Wall Street vola e il Nasdaq, l’altra borsa telematica americana, è ai massimi storici. Ieri anche Parigi e Francoforte hanno toccato i massimi. Che cosa succede?
Eppure proprio per questa settimana ci si aspettava che Jerome Powell, il potente capo della banca centrale americana (la FED) alzasse la paletta rossa per annunciare l’inizio di una politica monetaria più restrittiva, tagliando gli acquisti oggi di 120 miliardi di dollari al mese di titoli del Tesoro e di bond garantiti. Invece no, la riduzione attesa dai mercati che erano già in agguato è stata contenuta in soli 15 miliardi di dollari al mese. Per il resto se ne parlerà più avanti.
Anche i tassi di interesse, che erano attesi al rialzo, sono rimasti invariati e questo è ciò che più conta in chiave di stimolo della economia USA. In effetti il “cavallo beve” come si dice: produzione consumi e investimenti sono in aumento ma le autorità monetarie vogliono vedere consolidarsi anche la creazione di nuovi posti di lavoro per dare concretezza alla crescita. Anche se in ottobre sono stati creasti 500 mila nuovi posti di lavoro, non è un caso che il Presidente Biden abbia annunciato, nel corso del recente G20 romano, interventi per 1.750 miliardi di dollari a favore del ceto medio e in particolare per interventi nella sanità. Quindi un nuovo stimolo per l’economia.
Gli ultimi dati sull’andamento dell’occupazione confermano che gli USA hanno quasi già recuperato i livelli pre-Covid, mentre in Europa questo obiettivo è atteso per il prossimo anno, a condizione che la ripresa continui con i ritmi degli ultimi trimestri.

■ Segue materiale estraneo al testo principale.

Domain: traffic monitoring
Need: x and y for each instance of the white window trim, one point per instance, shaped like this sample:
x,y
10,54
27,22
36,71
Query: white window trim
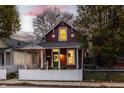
x,y
59,33
68,60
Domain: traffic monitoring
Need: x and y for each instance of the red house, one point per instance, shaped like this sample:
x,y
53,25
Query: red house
x,y
58,57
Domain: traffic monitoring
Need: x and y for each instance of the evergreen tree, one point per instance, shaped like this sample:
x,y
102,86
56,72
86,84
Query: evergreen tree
x,y
105,25
9,20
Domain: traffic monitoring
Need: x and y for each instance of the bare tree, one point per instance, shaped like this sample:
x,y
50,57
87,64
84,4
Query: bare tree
x,y
50,16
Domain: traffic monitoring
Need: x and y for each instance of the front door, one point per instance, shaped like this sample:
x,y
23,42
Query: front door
x,y
55,58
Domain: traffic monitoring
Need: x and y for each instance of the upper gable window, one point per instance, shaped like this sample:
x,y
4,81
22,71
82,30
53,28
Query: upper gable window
x,y
63,34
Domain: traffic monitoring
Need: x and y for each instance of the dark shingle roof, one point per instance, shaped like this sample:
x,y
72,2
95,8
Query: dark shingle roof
x,y
13,43
4,49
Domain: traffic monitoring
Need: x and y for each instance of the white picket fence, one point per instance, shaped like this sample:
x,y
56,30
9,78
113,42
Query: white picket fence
x,y
57,75
4,70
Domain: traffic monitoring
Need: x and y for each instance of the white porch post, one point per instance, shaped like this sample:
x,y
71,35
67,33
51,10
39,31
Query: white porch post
x,y
11,55
52,58
59,58
25,60
41,52
77,58
5,59
82,58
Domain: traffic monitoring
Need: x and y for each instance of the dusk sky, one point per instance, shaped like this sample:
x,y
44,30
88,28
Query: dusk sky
x,y
28,12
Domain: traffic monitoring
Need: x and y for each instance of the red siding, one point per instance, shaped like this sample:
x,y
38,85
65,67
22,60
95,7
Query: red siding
x,y
69,32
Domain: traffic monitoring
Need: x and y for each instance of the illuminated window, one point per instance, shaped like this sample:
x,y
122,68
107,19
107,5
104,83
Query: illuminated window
x,y
71,57
62,34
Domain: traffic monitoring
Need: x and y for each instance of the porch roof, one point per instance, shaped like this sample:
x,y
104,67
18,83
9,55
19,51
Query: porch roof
x,y
32,46
61,45
52,45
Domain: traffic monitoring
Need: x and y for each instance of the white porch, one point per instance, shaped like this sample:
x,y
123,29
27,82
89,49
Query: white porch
x,y
46,68
57,75
6,63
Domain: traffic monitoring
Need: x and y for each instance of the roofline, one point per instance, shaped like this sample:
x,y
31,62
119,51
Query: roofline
x,y
55,26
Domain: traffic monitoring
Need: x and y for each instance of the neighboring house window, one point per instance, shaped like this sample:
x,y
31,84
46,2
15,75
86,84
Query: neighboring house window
x,y
63,34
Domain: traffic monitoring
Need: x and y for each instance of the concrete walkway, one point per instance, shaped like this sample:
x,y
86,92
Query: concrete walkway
x,y
17,83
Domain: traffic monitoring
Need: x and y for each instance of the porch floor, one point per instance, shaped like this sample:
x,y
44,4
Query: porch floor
x,y
17,83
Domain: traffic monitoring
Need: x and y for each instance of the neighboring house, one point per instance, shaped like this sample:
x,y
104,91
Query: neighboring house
x,y
10,55
58,57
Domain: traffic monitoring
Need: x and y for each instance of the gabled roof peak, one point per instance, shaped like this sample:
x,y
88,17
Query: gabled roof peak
x,y
58,24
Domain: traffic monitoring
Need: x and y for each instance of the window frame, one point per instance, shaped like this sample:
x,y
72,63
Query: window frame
x,y
74,57
59,33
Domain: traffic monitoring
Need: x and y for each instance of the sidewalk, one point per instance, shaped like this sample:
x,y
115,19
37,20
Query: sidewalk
x,y
16,82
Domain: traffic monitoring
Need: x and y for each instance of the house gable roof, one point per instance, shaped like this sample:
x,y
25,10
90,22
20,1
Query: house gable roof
x,y
32,46
56,26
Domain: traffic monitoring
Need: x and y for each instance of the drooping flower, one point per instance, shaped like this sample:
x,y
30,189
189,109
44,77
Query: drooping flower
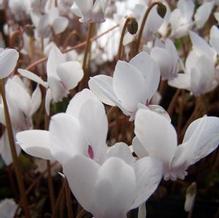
x,y
116,186
165,54
200,139
8,61
133,84
62,76
22,106
89,10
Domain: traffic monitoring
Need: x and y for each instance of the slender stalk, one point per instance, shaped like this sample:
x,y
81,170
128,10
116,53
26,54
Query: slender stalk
x,y
120,50
14,152
85,65
138,41
68,200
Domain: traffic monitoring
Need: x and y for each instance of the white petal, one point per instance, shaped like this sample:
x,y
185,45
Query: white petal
x,y
81,173
66,137
150,71
201,138
29,75
159,144
202,14
60,24
35,143
128,85
70,73
94,122
121,150
48,101
115,188
148,172
214,38
101,86
35,100
8,61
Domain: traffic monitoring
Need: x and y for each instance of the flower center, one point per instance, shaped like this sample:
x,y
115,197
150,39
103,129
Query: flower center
x,y
90,152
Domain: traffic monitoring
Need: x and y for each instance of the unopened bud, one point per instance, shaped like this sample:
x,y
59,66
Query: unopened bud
x,y
132,26
161,10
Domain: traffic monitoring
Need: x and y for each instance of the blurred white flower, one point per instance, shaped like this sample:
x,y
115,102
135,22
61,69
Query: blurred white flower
x,y
181,18
8,208
62,76
200,139
133,83
165,54
200,73
89,10
8,61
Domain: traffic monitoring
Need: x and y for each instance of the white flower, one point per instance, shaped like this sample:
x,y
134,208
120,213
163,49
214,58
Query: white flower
x,y
51,21
165,54
200,139
81,130
202,14
115,187
8,208
62,76
199,76
22,106
133,83
181,18
8,61
89,10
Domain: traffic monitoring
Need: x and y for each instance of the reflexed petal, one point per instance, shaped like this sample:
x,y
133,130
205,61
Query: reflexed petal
x,y
35,143
149,172
35,100
122,151
115,188
60,24
202,14
29,75
160,144
150,71
128,85
101,86
201,138
81,173
214,38
66,137
93,120
8,61
70,73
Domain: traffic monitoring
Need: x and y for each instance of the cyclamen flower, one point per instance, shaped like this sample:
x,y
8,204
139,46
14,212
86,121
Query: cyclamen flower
x,y
22,106
62,76
89,10
200,74
200,139
115,187
133,84
8,61
165,54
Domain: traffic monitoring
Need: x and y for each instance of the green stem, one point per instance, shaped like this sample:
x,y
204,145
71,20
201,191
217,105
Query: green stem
x,y
14,152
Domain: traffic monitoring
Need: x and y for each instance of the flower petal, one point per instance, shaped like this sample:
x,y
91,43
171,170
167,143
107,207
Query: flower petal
x,y
70,73
8,61
149,172
159,144
35,143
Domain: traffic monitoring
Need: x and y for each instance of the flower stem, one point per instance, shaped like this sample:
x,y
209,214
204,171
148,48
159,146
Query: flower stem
x,y
14,153
138,40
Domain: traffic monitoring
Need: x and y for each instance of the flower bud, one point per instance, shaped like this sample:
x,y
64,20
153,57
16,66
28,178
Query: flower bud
x,y
132,26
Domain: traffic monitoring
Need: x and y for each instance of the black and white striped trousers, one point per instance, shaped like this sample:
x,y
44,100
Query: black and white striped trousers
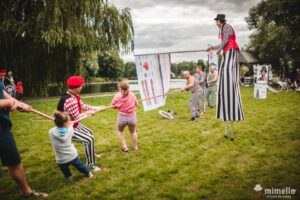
x,y
85,136
229,103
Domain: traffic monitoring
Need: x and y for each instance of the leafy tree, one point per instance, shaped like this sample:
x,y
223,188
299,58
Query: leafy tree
x,y
130,70
110,65
47,41
276,38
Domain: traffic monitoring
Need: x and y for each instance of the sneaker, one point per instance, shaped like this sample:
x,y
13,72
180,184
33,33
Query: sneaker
x,y
90,175
95,168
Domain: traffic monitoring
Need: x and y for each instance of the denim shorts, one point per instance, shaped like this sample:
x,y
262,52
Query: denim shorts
x,y
9,153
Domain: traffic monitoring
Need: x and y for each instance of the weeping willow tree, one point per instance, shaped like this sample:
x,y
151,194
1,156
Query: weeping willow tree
x,y
45,41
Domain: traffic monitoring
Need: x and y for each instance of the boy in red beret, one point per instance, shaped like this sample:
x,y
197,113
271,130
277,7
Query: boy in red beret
x,y
71,102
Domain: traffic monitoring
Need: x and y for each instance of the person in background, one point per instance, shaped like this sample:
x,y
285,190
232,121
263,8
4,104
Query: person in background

Non si può certo dimenticare che gli interventi di politica economica in America hanno effetti molto rapidi mentre noi abbiamo pur sempre diciannove governi diversi nell’area dell’Eurozona. Questo vuol dire politiche diverse da concordare e soprattutto strumenti di intervento diversi. Per fortuna per la moneta c’è la BCE che conta.
In questo confronto tra le due grandi economie atlantiche gioca un ruolo, per ora non ancora decisivo, l’inflazione ormai oggetto di attenzione continua.
I violenti aumenti dei prezzi delle materie prime, dei trasporti e della logistica sono il frutto di una ripresa che si è verificata più rapidamente di quella attesa ed ha portato il tasso di inflazione al 5,4% in America e al 4,1% nell’Eurozona. Le due curve sono divergenti ben oltre l’obiettivo del 2% o poco più, percentuale ritenuta fisiologica e target delle politiche monetarie su entrambe le sponde dell’Atlantico. Ma sia alla FED (come pure al Tesoro dove Segretaria di Stato è la energica Janet Yellen) sia alla BCE hanno il sangue freddo e il polso fermo e di fatto concordano nel ritenere temporanea questa spinta.
Fanno eccezione, come al solito, i tedeschi e frugali del nord europeo che vorrebbero già intervenire raffreddando la ripresa con un più alto costo del denaro e soprattutto riducendo gli acquisti di titoli da parte della BCE.
Su chi avrà ragione lo sapremo molto presto, certamente non oltre la metà del prossimo anno e gli interventi, se ve ne sarà l’esigenza, non si faranno certo attendere. Per ora è importante constatare che prevalgono ancora una volta le decisioni di consolidare la crescita, confermata anche nel trimestre in corso, sperando che prudenza e moderazione continuino ad ispirare le decisioni delle due banche centrali.
L’occasione di discutere con tedeschi, frugali, monetaristi e banchieri da cassetta, certo non mancherà.